One of the most widely published books in history, Robinson Crusoe is a novel by Daniel Defoe, first published on April 25, 1719 under the original title The Life and Strange Surprizing Adventures of Robinson Crusoe, of York, Mariner: Who lived Eight and Twenty Years, all alone in an un-inhabited Island on the Coast of America, near the Mouth of the Great River of Oroonoque; Having been cast on Shore by Shipwreck, wherein all the Men perished but himself. With An Account how he was at last as strangely deliver’d by Pirates. The book is a fictional autobiography of the title character, who spends 28 years on a remote tropical island.
Robinson Crusoe was well received in the literary world; within the first year of its publication the book had already run through four editions. It has since spawned numerous sequels and adaptations for stage, film, and television.
The Walter Havighurst Special Collections is home to approximately 70 different printings of Robinson Crusoe, many of which are housed in the Spiro Peterson Center for Defoe Studies collection.

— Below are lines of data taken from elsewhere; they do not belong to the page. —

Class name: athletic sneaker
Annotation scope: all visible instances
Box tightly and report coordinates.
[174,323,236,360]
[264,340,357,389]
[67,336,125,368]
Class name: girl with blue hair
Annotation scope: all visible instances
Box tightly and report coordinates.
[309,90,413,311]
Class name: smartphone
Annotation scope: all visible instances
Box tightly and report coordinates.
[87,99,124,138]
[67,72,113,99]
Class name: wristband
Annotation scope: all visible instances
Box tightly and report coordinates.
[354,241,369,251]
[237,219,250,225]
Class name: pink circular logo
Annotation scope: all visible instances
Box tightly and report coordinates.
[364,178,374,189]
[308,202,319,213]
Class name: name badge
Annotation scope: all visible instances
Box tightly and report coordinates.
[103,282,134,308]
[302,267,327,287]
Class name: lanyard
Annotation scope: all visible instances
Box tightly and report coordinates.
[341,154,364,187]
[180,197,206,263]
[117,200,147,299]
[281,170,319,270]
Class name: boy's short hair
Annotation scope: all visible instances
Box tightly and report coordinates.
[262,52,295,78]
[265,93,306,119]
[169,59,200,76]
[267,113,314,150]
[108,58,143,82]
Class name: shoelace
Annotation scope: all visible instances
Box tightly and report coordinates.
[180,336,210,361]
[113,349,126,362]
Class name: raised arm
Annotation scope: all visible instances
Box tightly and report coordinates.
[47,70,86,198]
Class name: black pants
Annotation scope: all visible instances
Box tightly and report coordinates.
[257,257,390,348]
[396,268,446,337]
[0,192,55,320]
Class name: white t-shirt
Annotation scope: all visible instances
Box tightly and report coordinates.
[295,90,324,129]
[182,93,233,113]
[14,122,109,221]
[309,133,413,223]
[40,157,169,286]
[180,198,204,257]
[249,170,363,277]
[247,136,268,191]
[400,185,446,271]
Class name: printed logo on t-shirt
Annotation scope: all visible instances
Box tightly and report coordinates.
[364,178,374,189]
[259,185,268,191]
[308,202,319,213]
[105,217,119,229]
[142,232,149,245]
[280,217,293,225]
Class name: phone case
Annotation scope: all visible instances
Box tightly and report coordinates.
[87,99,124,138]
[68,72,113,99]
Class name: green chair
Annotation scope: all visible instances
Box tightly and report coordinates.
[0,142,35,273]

The Spiro Peterson Center for Defoe Studies collection includes more than 550 volumes, 100 reels of microfilm, and various documents, maps, notes, and files. The collection is made up of materials in over thirteen different languages. I have included a few of my favorite editions here.
Robinson Crusoe in Words of One Syllable, by Mary Godolphin published in 1882
Illustration from a German language edition, published in 1922
A 1905 edition that replaces the characters with various animals. Crusoe is portrayed as an elephant, while Friday is portrayed as a bear.
A Russian version from 1894
Small chapbook from 1810
A publisher’s binding edition from the 1860’s
This edition was published in 1895
Illustration by Elenore Plaisted Abbott, from a 1920 publication
These are just a small handful of the many editions of this popular title found in the Walter Havighurst Special Collections.